What’s your set-up looking like? Is something sitting in a corner unused or taking up a large amount of otherwise valuable real estate? Doing this with some frequency can ensure that you control your environment and your environment doesn’t control you. It’s scary how quickly a countertop can turn into a monstrous stack of papers. The key is to have a set time, maybe 30 minutes a month, to step back and take a look around.
Reposition your furniture.
My older brother comes back and forth every few weeks between his apartment in a different city and my parent’s home. Every time he comes, it seems like he has a new idea of how he wants his room and other places in our house to be configured. He’ll push his bed up to a different wall and his desk to another while displacing some drawers to the garage. I dread helping him move all of these heavy things but, to be honest, the results speak for themselves. Moving furniture around has resulted in some configurations that make the room feel significantly larger than it actually is. If you try this, you’re likely to get a room that, at the very least, has a nice fresh feel to it.

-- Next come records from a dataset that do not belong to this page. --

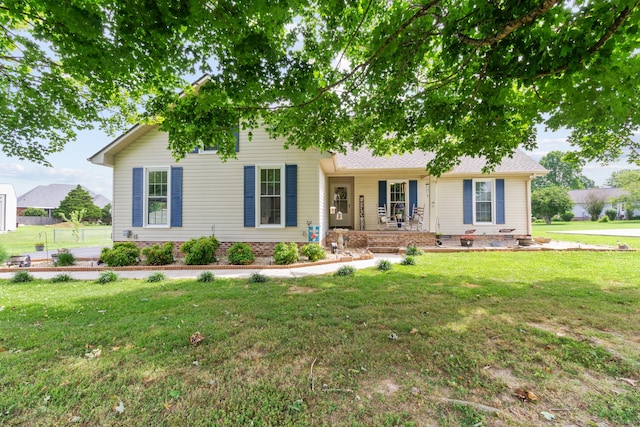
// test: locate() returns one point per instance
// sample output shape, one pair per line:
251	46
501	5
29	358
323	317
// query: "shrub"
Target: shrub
408	260
21	276
3	254
413	250
611	214
159	255
201	251
158	276
206	277
567	216
258	278
345	270
33	212
62	277
313	251
122	254
65	259
384	265
240	254
107	276
286	254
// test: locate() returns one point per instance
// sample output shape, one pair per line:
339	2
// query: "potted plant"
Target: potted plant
467	240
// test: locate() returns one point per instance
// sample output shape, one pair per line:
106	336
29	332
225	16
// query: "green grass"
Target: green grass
317	350
543	230
23	239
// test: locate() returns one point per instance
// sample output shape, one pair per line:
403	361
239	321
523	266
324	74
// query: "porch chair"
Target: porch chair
416	219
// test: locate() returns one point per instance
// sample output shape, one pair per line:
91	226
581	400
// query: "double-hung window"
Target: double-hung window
483	199
157	197
270	195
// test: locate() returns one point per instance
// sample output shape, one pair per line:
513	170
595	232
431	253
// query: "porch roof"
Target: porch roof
363	159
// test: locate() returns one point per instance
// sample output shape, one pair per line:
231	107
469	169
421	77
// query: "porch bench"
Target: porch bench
19	260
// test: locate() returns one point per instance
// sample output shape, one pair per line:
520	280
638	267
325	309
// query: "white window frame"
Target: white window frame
258	196
492	182
147	170
391	209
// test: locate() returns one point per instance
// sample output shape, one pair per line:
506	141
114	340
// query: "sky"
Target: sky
72	167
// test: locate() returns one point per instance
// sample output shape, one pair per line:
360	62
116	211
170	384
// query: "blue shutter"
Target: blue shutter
291	195
176	197
500	206
137	199
382	193
413	196
249	196
467	201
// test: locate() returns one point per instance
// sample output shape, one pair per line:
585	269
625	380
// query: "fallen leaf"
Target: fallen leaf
119	408
549	416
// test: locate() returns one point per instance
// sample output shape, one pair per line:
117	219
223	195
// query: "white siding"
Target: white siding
213	191
450	212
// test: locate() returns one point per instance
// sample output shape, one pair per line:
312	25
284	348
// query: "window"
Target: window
156	197
483	201
270	197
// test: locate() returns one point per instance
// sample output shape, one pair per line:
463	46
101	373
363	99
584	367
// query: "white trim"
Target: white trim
145	207
493	200
258	196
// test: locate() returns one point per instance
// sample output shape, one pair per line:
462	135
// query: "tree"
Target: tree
456	78
629	180
550	201
562	173
78	200
594	203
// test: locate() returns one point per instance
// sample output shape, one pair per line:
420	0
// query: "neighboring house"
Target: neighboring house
270	194
48	197
581	197
7	208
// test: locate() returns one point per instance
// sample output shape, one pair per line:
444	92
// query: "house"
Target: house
48	198
581	198
7	208
269	194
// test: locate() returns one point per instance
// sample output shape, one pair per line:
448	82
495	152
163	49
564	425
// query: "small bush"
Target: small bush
413	250
313	251
158	276
258	278
159	255
567	216
286	254
65	259
201	251
408	260
123	254
206	277
60	278
21	276
384	265
107	277
612	214
345	270
4	255
240	254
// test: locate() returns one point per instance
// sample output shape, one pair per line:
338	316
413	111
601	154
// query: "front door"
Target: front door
342	198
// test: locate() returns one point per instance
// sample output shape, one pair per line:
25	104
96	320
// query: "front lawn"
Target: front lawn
459	339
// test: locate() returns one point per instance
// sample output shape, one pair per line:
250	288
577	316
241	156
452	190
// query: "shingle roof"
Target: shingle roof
50	196
580	196
363	159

Eat on the floor, especially with friends.
This one’s oddly specific and, depending on your background, will come across as either ordinary or quite whacky. Growing up in an immigrant South Asian culture, sitting on a piece of large cloth while eating at a dinner-party was quite normal. It was an unwritten rule at every get-together; dinner time would arrive and, without words exchanged, the host would pull out a large cloth for the younger people to sit and eat on. I recently revisited this practice, but not out of cultural nostalgia. When I had friends over at my smaller Bay Area apartment, I pulled out a large cloth since I don’t have a proper dinner table. Unexpectedly, I found the social dinner experience to be much more pleasurable. The absence of a table made the space between us shrink. The dynamic was more intimate and relaxed; sitting criss-cross likewise added a fresh sense of novelty.
This isn’t to say that I’m going to constantly reposition my furniture or always eat on the floor. Instead, this slightly, yet significantly, altered my relationship with otherwise unobtrusive personal possessions. I’m more aware of the role a table can play in creating a vibe at dinner or how pushing a bed against the wall can make my room look incredibly vast. Conscious interactions with our larger possessions can change our relationships with our personal spaces.